Officials say a utility company will pay $53 million for breaking pipeline safety laws and causing a series of natural gas explosions that killed one person and damaged dozens of homes
A utility company will pay the largest criminal fine ever imposed for breaking a federal pipeline safety law — $53 million — and plead guilty to causing a series of natural gas explosions in Massachusetts that killed one person and damaged dozens of homes, federal officials said Wednesday.
Columbia Gas of Massachusetts has agreed to plead guilty to violating the Pipeline Safety Act and pay the fine to resolve a federal investigation into the explosions that rocked three communities in the Merrimack Valley, north of Boston, in September 2018.
“Today’s settlement is a sobering reminder that if you decide to put profits before public safety, you will pay the consequences,” FBI Agent Joseph Bonavolonta said.
The company said in an emailed statement that it takes full responsibility for the disaster.
“Today’s resolution with the U.S. Attorney’s Office is an important part of addressing the impact,” the company wrote. “Our focus remains on enhancing safety, regaining the trust of our customers and ensuring that quality service is delivered.”
The company’s parent, Merrillville, Indiana-based NiSource Inc., has also agreed to try to sell the company and cease any gas pipeline and distribution activities in Massachusetts, according to court documents. Any profit from the sale of Columbia Gas of Massachusetts will be handed over to the federal government.
“We knew that one of the things those communities wanted was for Columbia Gas to simply go away,” U.S. Attorney Andrew Lelling told reporters. “The tragedy was to such an extent that it would be extremely difficult for the populations in those towns to trust this company going forward, so that was one of our priorities when we struck this deal,” he said.
The explosions and fires outraged the communities of Lawrence, Andover and North Andover, where thousands of homes and businesses went without gas service for weeks, and months in some cases, during the winter. Residents and public officials lashed out at the company for not adequately responding and called for officials to be held accountable.

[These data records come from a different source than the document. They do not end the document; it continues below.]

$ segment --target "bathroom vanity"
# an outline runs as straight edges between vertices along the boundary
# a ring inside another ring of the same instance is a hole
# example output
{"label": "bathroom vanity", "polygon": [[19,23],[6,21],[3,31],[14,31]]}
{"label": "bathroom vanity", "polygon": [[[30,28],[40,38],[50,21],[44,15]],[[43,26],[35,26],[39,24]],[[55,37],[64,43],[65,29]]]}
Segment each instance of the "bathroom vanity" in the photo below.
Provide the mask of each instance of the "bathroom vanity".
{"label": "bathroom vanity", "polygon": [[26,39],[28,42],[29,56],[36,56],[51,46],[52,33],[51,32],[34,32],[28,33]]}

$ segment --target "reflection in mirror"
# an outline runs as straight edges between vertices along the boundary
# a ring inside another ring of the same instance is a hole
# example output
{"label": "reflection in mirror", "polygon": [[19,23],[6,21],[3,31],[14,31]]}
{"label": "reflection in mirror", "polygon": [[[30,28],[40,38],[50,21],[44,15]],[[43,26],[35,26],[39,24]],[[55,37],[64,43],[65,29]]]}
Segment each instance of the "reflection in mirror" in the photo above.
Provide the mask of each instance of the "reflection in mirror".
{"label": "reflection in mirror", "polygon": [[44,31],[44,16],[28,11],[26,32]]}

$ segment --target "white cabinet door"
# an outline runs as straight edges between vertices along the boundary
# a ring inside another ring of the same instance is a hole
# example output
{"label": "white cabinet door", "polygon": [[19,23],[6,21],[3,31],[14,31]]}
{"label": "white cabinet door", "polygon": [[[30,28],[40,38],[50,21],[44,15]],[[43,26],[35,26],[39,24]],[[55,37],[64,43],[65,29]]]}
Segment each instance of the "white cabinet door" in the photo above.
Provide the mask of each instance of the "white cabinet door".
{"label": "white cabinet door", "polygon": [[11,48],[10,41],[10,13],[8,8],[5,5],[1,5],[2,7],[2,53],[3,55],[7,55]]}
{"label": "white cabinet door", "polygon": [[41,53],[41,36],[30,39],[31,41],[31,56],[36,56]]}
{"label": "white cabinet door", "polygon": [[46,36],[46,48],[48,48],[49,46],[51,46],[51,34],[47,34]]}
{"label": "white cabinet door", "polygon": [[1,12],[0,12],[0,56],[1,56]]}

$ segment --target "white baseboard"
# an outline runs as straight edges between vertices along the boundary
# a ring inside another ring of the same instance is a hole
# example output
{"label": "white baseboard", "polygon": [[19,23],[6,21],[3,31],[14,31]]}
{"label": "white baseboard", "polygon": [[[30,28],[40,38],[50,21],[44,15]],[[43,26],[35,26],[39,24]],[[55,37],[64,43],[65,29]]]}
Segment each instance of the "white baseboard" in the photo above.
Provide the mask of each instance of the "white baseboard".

Leonel Rondon, 18, died when a chimney collapsed on his vehicle in the driveway of a friend’s home — hours after he had gotten his driver’s license. About two dozen others were injured, and dozens of buildings were damaged or destroyed.
A series of class action lawsuits stemming from the explosions has settled for $143 million. The settlement awaits final approval from a judge.
Lawrence Mayor Dan Rivera praised the plea deal, saying it will be a “great day” when Columbia Gas no longer exists.
“This agreement will bring some much needed solace to those affected,” he told reporters.
The National Transportation Safety Board blamed the explosions on overpressurized gas lines, saying the company failed to account for critical pressure sensors as workers replaced century-old cast-iron pipes in Lawrence. That omission caused high-pressure gas to flood the neighborhood’s distribution system at excessive levels.
Lelling said federal investigators found that Columbia Gas violated minimum safety standards for starting up and shutting down gas lines through a “pattern of flagrant indifference.”
An internal company notice circulated in 2015 showed that the company knew that failing to properly account for control lines in construction projects could cause fires and explosions, officials said. Yet Columbia Gas cut corners to increase its bottom line, officials said.
The company didn’t keep reliable records of control lines because it was too expensive, hired inexperienced and untrained workers, and didn’t communicate with the city of Lawrence about construction projects, Bonavolonta said. Columbia Gas couldn’t even give NTSB investigators an accurate picture of who its customers were in the immediate wake of the explosions, he said.
“This disaster was caused by a whole management failure at Columbia Gas,” Lelling said.
Until Columbia Gas is sold, an independent monitor will ensure that the company is following state and federal laws, Lelling said.
The disaster prompted federal officials to call in September for every state to require that all natural gas infrastructure projects be reviewed and approved by a licensed professional engineer. The NTSB also recommended that natural gas utilities be required to install additional safeguards on low pressure systems like the one involved in the explosions.
Columbia Gas is scheduled to plead guilty on March 9.